Synopsis of the Diet Plan
This plan is broken down into four key steps:
- Release: This week is designed to help you reduce any cravings and identify and let go of negative eating behaviors. It is the strictest of all the steps and it introduces the reader to "Food Rules: Do's and Don'ts," a food list of "allowed" foods, "unlimited" foods list and the first week of menus and recipes.
- Relearn: This step is two weeks long and its goal is to "help you to reprogram your appetite and discover the joys of healthy eating." The food list is expanded, a list of "LIFE Healthy Extras" (no more than 150 calories per serving) can be incorporated and starches are still banned at dinner.
- Reshape: This step lasts until you reach your goal weight. It incorporates additional flexibility with more extensive and specific tips for restaurant eating. One starch serving is permitted at some dinners.
- Reveal: The reader is ready to enter the fourth step upon reaching the desired goal weight. This is the most flexible of all the steps and it is the transition into maintenance. There are no "don'ts" recommended in this phase and tools and strategies are recommended to help the reader personally identify ways to keep the weight off.
This book also addresses exercise with a comprehensive LIFE exercise program and diagrams of recommended exercises.
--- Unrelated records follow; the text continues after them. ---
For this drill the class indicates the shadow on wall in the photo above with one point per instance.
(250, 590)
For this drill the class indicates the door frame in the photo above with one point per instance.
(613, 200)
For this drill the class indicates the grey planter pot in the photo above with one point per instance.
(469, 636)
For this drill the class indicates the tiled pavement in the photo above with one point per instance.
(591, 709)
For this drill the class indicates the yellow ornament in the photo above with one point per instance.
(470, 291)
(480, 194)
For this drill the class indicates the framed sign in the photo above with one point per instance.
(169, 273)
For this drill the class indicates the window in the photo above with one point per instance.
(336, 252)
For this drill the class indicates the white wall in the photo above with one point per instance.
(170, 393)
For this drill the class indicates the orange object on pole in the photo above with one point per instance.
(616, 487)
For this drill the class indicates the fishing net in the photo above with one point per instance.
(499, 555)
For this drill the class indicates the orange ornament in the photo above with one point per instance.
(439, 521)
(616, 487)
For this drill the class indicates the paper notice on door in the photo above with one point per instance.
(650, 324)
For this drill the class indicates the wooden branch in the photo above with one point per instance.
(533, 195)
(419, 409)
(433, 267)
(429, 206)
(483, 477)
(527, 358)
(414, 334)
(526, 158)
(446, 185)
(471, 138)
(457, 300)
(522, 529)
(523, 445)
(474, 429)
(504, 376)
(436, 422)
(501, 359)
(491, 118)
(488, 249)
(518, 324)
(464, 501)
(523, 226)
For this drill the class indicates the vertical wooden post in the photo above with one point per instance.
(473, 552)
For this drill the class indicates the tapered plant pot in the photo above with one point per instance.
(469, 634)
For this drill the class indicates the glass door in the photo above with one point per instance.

This diet is a very structured guide with specific meal plans, food lists and "Food Rules." Steps 1-3 have specific food "do's and don'ts," meal plans/menus, including nutritious snack lists, a variety of recipes, meals that can swap out for each other to offer more flexibility within the plan, suggested time saver tips for meals, tips for eating out during each step and specific food lists with recommended portions.
Nutritional Pros and Cons
This diet plan provides structure and direction that many people seek to initiate and jump start the weight-loss process. There are specific meal plans to follow with numerous nutritious recipes, but there is flexibility by being able to swap meals. Besides the actual diet, key components of making lifestyle changes are addressed: emphasis on portions and portion control; eating regularly throughout the day; pre–planning; education on making healthier food choices like limiting saturated and trans fats and including moderate amounts of unsaturated choices; identifying and including high fiber; nutrient-dense carbohydrates; sources of lean proteins; tips for eating out and a comprehensive physical activity plan. Personal stories after each chapter also offer additional motivation for readers.
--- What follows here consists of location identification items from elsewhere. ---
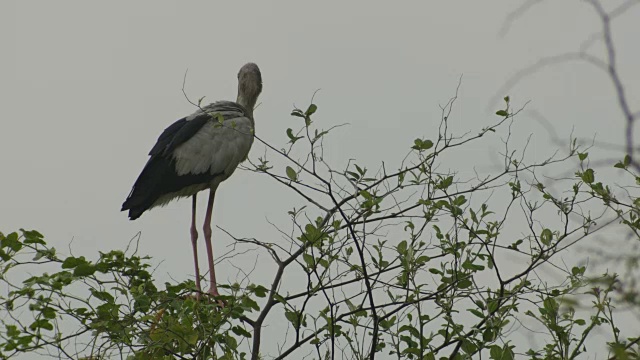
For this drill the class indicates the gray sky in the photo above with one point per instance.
(86, 88)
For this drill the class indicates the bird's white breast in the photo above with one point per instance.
(216, 148)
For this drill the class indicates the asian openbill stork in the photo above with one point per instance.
(196, 153)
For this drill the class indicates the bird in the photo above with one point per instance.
(196, 153)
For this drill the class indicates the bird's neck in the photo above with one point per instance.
(247, 103)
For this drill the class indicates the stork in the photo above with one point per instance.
(196, 153)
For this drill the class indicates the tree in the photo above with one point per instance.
(419, 260)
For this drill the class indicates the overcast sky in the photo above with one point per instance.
(87, 87)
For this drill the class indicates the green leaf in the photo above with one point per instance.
(71, 262)
(260, 291)
(465, 283)
(291, 174)
(546, 236)
(311, 109)
(85, 269)
(292, 138)
(422, 145)
(402, 247)
(12, 242)
(308, 259)
(238, 330)
(297, 113)
(588, 176)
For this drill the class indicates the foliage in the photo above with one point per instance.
(413, 263)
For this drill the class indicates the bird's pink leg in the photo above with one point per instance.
(194, 243)
(207, 237)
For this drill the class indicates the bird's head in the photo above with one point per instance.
(249, 85)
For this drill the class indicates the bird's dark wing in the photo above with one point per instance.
(191, 153)
(177, 133)
(158, 176)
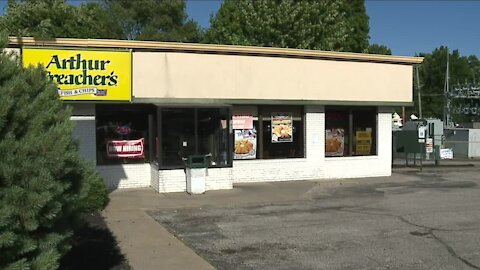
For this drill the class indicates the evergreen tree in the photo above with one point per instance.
(44, 185)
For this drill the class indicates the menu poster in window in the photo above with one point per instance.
(334, 142)
(125, 149)
(363, 141)
(245, 144)
(242, 121)
(282, 128)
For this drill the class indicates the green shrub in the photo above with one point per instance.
(44, 185)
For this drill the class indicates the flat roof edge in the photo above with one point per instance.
(201, 101)
(211, 48)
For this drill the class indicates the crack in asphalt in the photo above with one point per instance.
(430, 231)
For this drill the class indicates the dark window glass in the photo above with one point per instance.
(337, 133)
(122, 133)
(195, 131)
(178, 135)
(213, 135)
(350, 132)
(364, 132)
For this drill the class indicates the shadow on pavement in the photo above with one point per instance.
(94, 247)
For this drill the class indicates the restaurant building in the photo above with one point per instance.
(258, 114)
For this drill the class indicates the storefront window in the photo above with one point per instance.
(268, 132)
(350, 132)
(123, 134)
(178, 135)
(194, 131)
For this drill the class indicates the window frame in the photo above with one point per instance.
(350, 115)
(159, 160)
(262, 114)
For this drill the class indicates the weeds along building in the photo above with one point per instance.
(259, 114)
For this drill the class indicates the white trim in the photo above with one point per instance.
(82, 118)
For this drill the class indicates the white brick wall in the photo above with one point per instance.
(269, 170)
(313, 166)
(175, 180)
(126, 175)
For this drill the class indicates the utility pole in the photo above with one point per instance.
(419, 94)
(446, 107)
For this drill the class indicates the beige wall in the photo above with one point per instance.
(212, 76)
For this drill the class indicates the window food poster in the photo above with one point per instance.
(334, 142)
(282, 128)
(245, 144)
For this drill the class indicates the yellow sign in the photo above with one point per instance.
(85, 75)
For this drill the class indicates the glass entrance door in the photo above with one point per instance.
(195, 131)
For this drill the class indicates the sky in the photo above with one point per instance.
(407, 27)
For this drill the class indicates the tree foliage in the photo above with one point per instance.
(44, 184)
(358, 25)
(432, 78)
(56, 18)
(319, 25)
(153, 20)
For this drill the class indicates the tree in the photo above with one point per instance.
(316, 25)
(358, 25)
(153, 20)
(44, 185)
(378, 49)
(56, 18)
(432, 77)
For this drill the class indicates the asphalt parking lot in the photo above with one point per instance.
(412, 220)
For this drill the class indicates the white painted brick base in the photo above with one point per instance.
(313, 166)
(176, 181)
(126, 175)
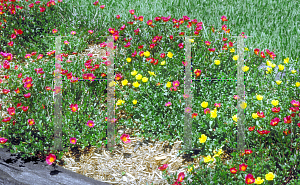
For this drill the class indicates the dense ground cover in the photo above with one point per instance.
(150, 73)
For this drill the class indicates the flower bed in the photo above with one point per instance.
(149, 89)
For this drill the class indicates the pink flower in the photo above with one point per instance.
(27, 95)
(188, 109)
(131, 12)
(73, 140)
(125, 138)
(74, 107)
(31, 121)
(90, 123)
(206, 111)
(168, 104)
(163, 167)
(50, 158)
(2, 140)
(185, 95)
(176, 83)
(96, 3)
(180, 177)
(295, 103)
(217, 105)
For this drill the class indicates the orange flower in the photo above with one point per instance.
(243, 167)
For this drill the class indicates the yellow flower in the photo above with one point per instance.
(254, 115)
(235, 57)
(145, 79)
(219, 153)
(147, 54)
(133, 73)
(207, 159)
(170, 55)
(217, 62)
(281, 67)
(270, 176)
(273, 65)
(235, 118)
(204, 104)
(124, 82)
(213, 114)
(191, 168)
(259, 180)
(169, 84)
(243, 105)
(203, 138)
(136, 84)
(274, 102)
(259, 97)
(151, 73)
(139, 77)
(245, 68)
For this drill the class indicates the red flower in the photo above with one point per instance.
(243, 167)
(276, 109)
(11, 111)
(180, 177)
(163, 167)
(274, 121)
(261, 115)
(250, 179)
(251, 128)
(233, 170)
(194, 115)
(286, 132)
(74, 107)
(27, 95)
(287, 119)
(6, 119)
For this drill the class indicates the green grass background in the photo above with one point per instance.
(274, 24)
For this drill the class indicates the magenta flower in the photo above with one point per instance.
(50, 158)
(168, 104)
(176, 83)
(185, 95)
(73, 140)
(90, 123)
(188, 109)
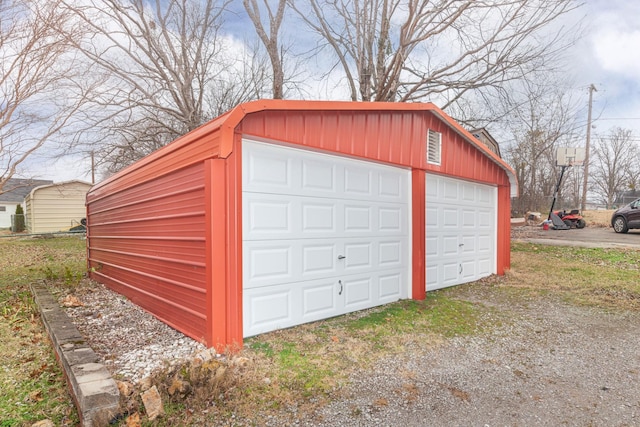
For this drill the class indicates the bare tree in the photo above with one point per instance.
(165, 62)
(614, 165)
(39, 95)
(543, 122)
(270, 40)
(407, 50)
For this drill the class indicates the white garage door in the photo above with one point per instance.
(322, 236)
(460, 231)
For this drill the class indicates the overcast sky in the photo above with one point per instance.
(608, 56)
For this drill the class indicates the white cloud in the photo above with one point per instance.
(617, 51)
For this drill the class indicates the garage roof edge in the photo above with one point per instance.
(235, 117)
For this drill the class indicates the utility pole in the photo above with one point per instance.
(585, 177)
A nutritional concern is that men and active women are instructed that they may eat "unlimited" portions of protein at meals during each step. Additionally, some daily menus are low in starches, particularly whole grains. Starches are banned from the dinner meals for the first three weeks (steps 1 and 2) and 1 serving is permitted on some of the dinner menus during step 3.
A reader could be successful with this plan as long as you follow it as directed and commit to the plan. It offers calorically reduced healthy meals with advice for regular physical activity. I would recommend this book to those who are in search of a specific diet plan to jump-start weight loss.